Using this, we can come up with defensive runs created (DRC), which will be on the same baseline as runs created for hitters. Of course, they must still be split between pitchers and fielders after. I will provide the formulas that I use for this adjustment a little later, but I would like to keep this article as devoid of technicalities as possible.
Pitching Runs Created can be used to judge Cy Young races, Greatest of All-Time debates, and trades. They’re easy to use and understand, and the great thing is, since they’re put on a zero baseline, they will measure absolute value.
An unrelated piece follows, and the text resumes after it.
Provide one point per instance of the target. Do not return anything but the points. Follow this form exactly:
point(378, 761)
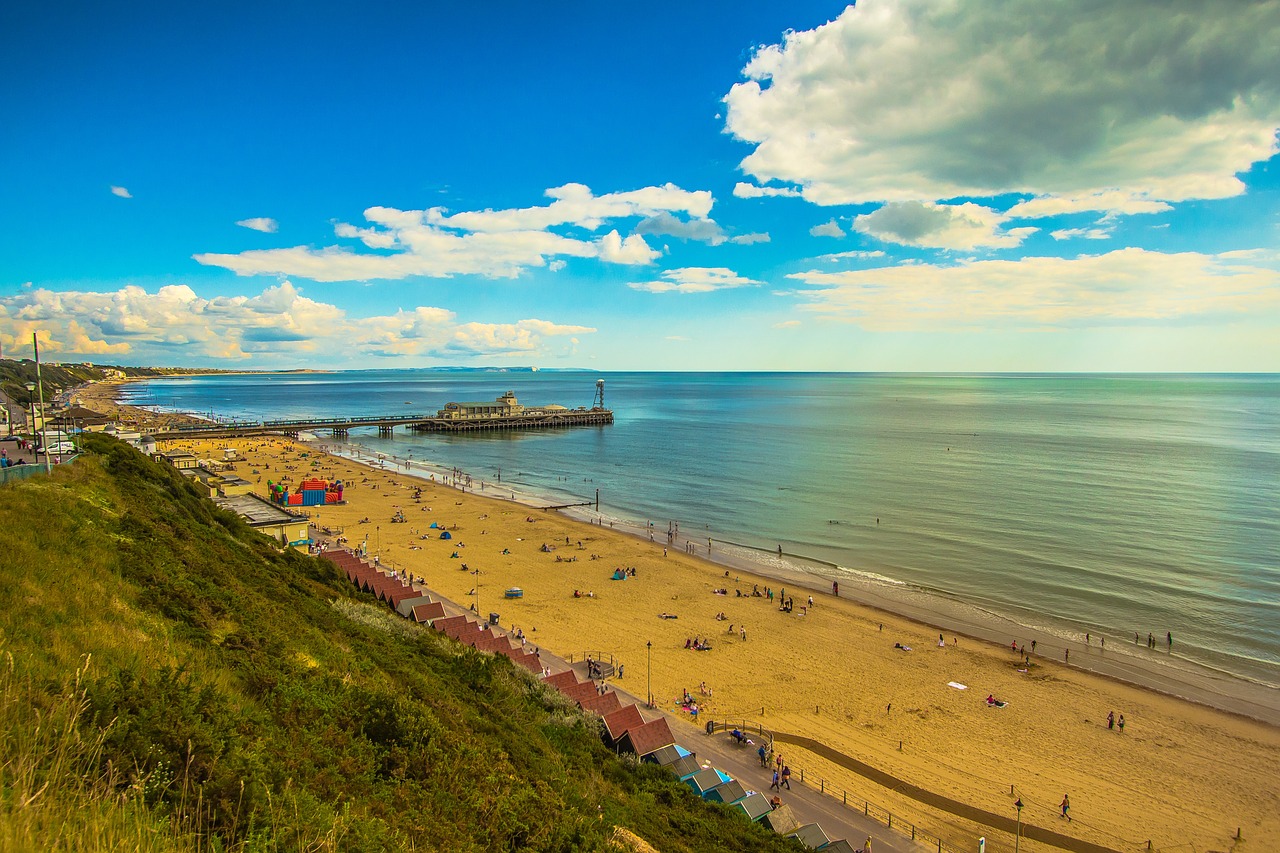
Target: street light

Now, without further delay, let me present the top-10 for each league this year:
AL
1. Johan Santana – 58.88
3. Mark Buehrle – 52.09
4. Bartolo Colon – 48.61
5. Matt Clement – 47.70
6. Dan Haren – 46.13
7. John Lackey – 44.60
8. Chris Young – 42.66
9. Jeremy Bonderman – 42.18
10. Randy Johnson – 41.25
NL
1. Pedro Martinez – 58.54
2. Chris Carpenter – 58.48
3. Dontrelle Willis – 53.95
4. Jake Peavy – 51.10
5. Roger Clemens – 50.95
6. John Smoltz – 50.25
7. Roy Oswalt – 50.12
8. Livan Hernandez – 49.69
9. A.J. Burnett – 46.81
10. Andy Pettitte – 43.22
The top-two in each league are very close, so it should be a good race through. Santana’s great season has been marred by a strangely horrible defense; while his BABIP is low (.276), he’s still allowing about .6 more runs than his peripherals (HR, BB, K) would indicate. Also, because of all the batters he strikes out, Santana gets more credit for his stellar pitching. In the NL, Pedro Martinez is similarly higher up than he is on other lists because of his high strikeout rate. His fielders have actually been above average. NL wins leader Dontrelle Willis is close behind in third, and could still finish first before all is said and done. On the other hand, AL wins leader John Garland is nowhere to be found on this list, with 33.46 PRC. The White Sox’s incredible defense has contributed much to his record. Roger Clemens, who most statheads would have likely picked as the best pitcher in the NL, is in fifth place, as his fielders make him look almost a full run better than he actually is.